Florida’s Miami-Dade County is battling thousands of introduced giant African land snails: Achatina fulica. The snails grow to a hefty eight inches in length, and they reproduce right round the year. These giant snails eat plaster and stucco, as well as garden plants, and a percentage of them carry the rat lungworm, Angiostrongylus cantonensis. Unfortunately, humans sometimes catch A. cantonensis and suffer a form of parasitic meningitis.

What Is The Rat Lungworm? Angiostrongylus cantonensis and Eosinophilic Meningitis

The rat lungworm is a nematode (roundworm) that normally inhabits the pulmonary artery (the artery that carries blood from the heart to the lungs) and heart of rats. The adult worms are slender, growing to a length of just 1.5 to 2.5 centimeters. In many cases of  human infection, medical specialists suggest that the patient may have accidentally swallowed a slug.

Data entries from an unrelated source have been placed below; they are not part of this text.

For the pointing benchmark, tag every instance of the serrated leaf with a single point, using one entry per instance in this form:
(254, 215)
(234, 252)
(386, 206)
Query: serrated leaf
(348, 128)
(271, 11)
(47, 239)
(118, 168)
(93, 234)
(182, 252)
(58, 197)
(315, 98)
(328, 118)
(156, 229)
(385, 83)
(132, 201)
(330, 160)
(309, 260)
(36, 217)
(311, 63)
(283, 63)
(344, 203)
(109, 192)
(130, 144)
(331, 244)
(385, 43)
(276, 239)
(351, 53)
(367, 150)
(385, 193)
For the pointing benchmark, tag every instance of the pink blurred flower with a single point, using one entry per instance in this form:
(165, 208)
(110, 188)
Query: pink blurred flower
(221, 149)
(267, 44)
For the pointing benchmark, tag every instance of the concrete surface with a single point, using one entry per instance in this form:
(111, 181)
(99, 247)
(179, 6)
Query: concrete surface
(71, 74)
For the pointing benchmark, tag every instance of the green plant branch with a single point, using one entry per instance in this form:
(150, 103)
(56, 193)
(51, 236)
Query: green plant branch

Eating raw slugs and snails, either accidentally or on purpose, is only one way to catch A. cantonensis. Other animals sometimes harbor the parasite, including shellfish, shrimp and even frogs. Larvae may also be present in the slime trail that slugs and snails leave on garden vegetables, and this is a concern when giant snails are crawling all over your garden.

In humans, the rat lungworm causes a disease called eosinophilic meningitis, or angiostrongylosis. The patient suffers from a severe headache, fever, tingling sensations, stiff neck, and possibly vomiting. Most cases of rat lungworm infection are mild and the victim recovers completely; however, sometimes the illness progresses to coma and, rarely, death. Globally, hundreds of human cases of angiostrongylosis occur each year.

Dr. Trevor Smith, at the Florida Department of Agriculture and Consumer Services, told Decoded Science that the parasite is present in the Florida environment, but not at levels high enough to be a problem for humans. The giant African land snail could change things: “if we let the snail go,” Smith says, A. cantonensis “could become a real problem… If we can knock this population back, I think it will fade back into the background.”